In the 20th century, there were two spaces after an end of sentence period. (I still do that.)


> In the 20th century, there were two spaces after an end of sentence period. (I still do that.)

Only if you used a typewriter. I was using (La)TeX in the twentieth (1990s), and it defaulted to a rough equivalent of 1.5 spaces (see \spacefactor).

Two ('full') space characters were added because of (tele)typewriters and their fixed width fonts, and this was generally not used in 'properly' published works with proportional typefaces; see CMoS:

* https://www.chicagomanualofstyle.org/qanda/data/faq/topics/O...

Bringhurst's The Elements of Typographic Style (§2.1.4) concurs:

* https://readings.design/PDF/the_elements_of_typographic_styl...

* https://webtypography.net/2.1.4

* https://en.wikipedia.org/wiki/The_Elements_of_Typographic_St...


Good to know! I am reminded of using *roff in the 1980s. Punctuation such as periods at the end of lines marked end of sentences, and nroff would insert two spaces in that case.

  In HN, you can force two spaces between
  sentences.  But only in code blocks.


vim still does it, when joining lines.


Because I learned to type on a typewriter, I always ended every sentence with a period and two spaces. But LaTeX was kind enough to not care whether I put one or two spaces, and gave me the right proportional spacing regardless.


Thanks for sharing. I'm a double spacer, but have to agree it does look to wide most of the time, while single-spacing looks too narrow. 1.5 sounds like a greatGoldilocks spacing. I only wish it were easier to use.


> Two ('full') space characters were added because of (tele)typewriters and their fixed width fonts

I could never agree with this, because monospace fonts are already adding extra space with the dot character, which is much narrower in proportional fonts. That fact alone makes the visual gap already similarly wide as it would be in typeset proportional text. Adding a second space makes it much too wide visually (almost three positions wide). It looks like badly typeset justified text.

(I understand why people are doing it, I just don’t agree on aesthetic grounds.)


Very annoying how HTML changes your two spaces into one space.


Try   [1]

[1] https://en.m.wikipedia.org/wiki/Non-breaking_space (see specifically the example section)


I use “ ” if I really need a blank space.


When I was growing up (90s), we were taught that either one or two spaces was acceptable practice.

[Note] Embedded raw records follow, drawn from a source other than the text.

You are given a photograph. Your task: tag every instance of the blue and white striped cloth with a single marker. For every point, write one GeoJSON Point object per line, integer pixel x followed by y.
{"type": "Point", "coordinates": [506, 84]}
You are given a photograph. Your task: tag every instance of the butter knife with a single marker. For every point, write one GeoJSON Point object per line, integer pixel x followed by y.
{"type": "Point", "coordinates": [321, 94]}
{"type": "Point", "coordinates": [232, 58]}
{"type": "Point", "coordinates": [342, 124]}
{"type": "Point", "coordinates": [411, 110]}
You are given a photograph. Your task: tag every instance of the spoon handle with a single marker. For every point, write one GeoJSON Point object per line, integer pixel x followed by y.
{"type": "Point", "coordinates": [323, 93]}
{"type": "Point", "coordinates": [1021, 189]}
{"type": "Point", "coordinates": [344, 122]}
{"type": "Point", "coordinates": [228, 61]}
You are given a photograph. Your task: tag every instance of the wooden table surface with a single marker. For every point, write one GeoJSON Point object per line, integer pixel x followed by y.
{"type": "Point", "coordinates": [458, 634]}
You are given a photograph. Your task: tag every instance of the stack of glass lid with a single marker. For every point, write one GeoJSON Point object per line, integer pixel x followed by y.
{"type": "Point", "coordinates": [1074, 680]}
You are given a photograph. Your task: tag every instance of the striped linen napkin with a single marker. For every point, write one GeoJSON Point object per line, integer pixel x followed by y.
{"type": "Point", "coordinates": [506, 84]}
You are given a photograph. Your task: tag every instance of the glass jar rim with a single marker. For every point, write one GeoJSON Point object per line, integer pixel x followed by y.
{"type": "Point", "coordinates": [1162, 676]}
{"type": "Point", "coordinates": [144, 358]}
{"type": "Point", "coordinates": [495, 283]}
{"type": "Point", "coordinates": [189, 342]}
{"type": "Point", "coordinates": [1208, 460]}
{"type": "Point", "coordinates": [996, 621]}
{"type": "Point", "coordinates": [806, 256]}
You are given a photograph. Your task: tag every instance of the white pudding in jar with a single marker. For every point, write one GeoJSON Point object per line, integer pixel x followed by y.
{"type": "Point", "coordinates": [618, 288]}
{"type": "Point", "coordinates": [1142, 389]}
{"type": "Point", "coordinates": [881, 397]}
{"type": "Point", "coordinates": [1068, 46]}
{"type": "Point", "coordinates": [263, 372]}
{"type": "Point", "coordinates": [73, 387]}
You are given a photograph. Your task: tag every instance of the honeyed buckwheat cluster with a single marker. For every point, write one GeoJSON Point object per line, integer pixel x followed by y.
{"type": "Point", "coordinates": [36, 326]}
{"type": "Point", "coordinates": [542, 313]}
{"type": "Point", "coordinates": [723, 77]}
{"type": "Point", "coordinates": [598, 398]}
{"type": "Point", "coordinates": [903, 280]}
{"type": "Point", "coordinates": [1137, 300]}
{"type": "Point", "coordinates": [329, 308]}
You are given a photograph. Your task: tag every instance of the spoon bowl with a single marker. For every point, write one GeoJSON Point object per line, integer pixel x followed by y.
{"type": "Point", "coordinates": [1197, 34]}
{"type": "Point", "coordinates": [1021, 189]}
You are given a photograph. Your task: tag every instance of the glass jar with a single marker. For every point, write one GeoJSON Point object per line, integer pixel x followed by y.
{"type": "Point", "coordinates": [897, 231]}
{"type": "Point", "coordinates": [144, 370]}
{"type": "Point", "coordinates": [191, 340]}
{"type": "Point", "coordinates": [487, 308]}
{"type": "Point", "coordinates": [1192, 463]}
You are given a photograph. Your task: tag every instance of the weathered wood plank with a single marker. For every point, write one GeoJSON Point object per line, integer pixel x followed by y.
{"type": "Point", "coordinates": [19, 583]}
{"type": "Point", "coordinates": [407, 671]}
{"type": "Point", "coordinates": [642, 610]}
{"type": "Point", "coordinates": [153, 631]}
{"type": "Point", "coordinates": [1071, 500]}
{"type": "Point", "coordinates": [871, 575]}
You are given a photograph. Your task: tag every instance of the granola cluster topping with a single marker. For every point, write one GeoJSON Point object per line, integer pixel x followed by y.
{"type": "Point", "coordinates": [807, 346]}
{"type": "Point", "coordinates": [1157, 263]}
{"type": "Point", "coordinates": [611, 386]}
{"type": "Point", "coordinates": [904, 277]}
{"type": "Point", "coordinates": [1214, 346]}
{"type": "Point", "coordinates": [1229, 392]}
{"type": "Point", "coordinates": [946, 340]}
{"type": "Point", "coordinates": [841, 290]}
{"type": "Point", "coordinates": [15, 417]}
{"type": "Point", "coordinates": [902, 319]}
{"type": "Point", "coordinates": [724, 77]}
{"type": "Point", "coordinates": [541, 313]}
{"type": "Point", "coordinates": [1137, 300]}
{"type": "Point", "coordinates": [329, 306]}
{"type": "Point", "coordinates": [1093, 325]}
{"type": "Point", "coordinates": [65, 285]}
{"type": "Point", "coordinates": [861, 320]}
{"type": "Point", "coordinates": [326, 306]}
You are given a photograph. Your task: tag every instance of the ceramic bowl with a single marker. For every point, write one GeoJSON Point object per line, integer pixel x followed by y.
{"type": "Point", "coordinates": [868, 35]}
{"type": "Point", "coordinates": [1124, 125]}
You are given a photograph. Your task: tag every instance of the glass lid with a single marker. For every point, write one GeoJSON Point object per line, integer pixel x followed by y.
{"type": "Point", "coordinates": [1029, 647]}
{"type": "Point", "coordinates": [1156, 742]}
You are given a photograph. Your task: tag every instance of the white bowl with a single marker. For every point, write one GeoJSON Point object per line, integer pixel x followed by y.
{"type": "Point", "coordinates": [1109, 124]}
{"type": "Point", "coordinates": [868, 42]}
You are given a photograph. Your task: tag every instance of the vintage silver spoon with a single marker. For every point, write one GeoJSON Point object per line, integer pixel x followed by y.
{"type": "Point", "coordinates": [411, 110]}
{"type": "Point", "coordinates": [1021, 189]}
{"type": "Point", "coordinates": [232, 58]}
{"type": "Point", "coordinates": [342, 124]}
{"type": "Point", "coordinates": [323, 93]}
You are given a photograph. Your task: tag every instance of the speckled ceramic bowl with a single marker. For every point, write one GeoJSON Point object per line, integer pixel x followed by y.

I was thought two spaces was for fixed width (typewriters), whereas one space was for word processors with proportional typesetting.


I eventually gave up on this, but I always favored it because a period with two spaces after it very clearly designated the end of a sentence, as opposed to something like an abbreviation. It made parsing English just a little bit easier.


Indeed, Emacs has historically used the double space at the end of a sentence to provide movement and cut functions operating on sentences.


I think Google Docs does this automatically.


I've been called out on this by coworkers in code review. It's mildly infuriating.


These are the moments that I need to have a confrontation about not bringing up unimportant things. The person who wrote the comment intended to communicate things about the code. The person who brought up the punctuation could change if if they really wanted to, if it was actually productive work. It's about "catching" someone else and having a reason to nip them on the ear. Review like that is what belongs in the garbage.


> I keep punctuating like it's the 20th Century.

I keep punctuating like it's the 18th Century, myself;—compound points are my favorites:—like the colon-dash compound, AKA the "dog's bollocks."


People whose ideas get heavily criticized for "being written by AI" (with most readers missing the point) have less influence and perhaps that influence matters enough to them to adapt, i.e. to "let others change them"


Exactly my thought upon seeing this :)


I agree. Reminds me of a few years back, when I got a Red Hat baseball cap which is (obviously) red. I had people telling me "oh no you can't wear that, MAGA hats ruined that". To which I say, balderdash and poppycock. I refuse to let others' mistaken assumptions dictate my behavior. If someone sees me wearing a RHEL hat and hates me because they assume I'm a Trump supporter, that's their problem, not mine.


Would you wear an original swastika[1] on your baseball hat?

[1]https://en.m.wikipedia.org/wiki/Swastika

Which is to say, we all compromise.

I'd hate to lose my em- and en-dashes, but the original post seems to misuse en-dashes where hyphens belong (it could just be a font issue, but no matter).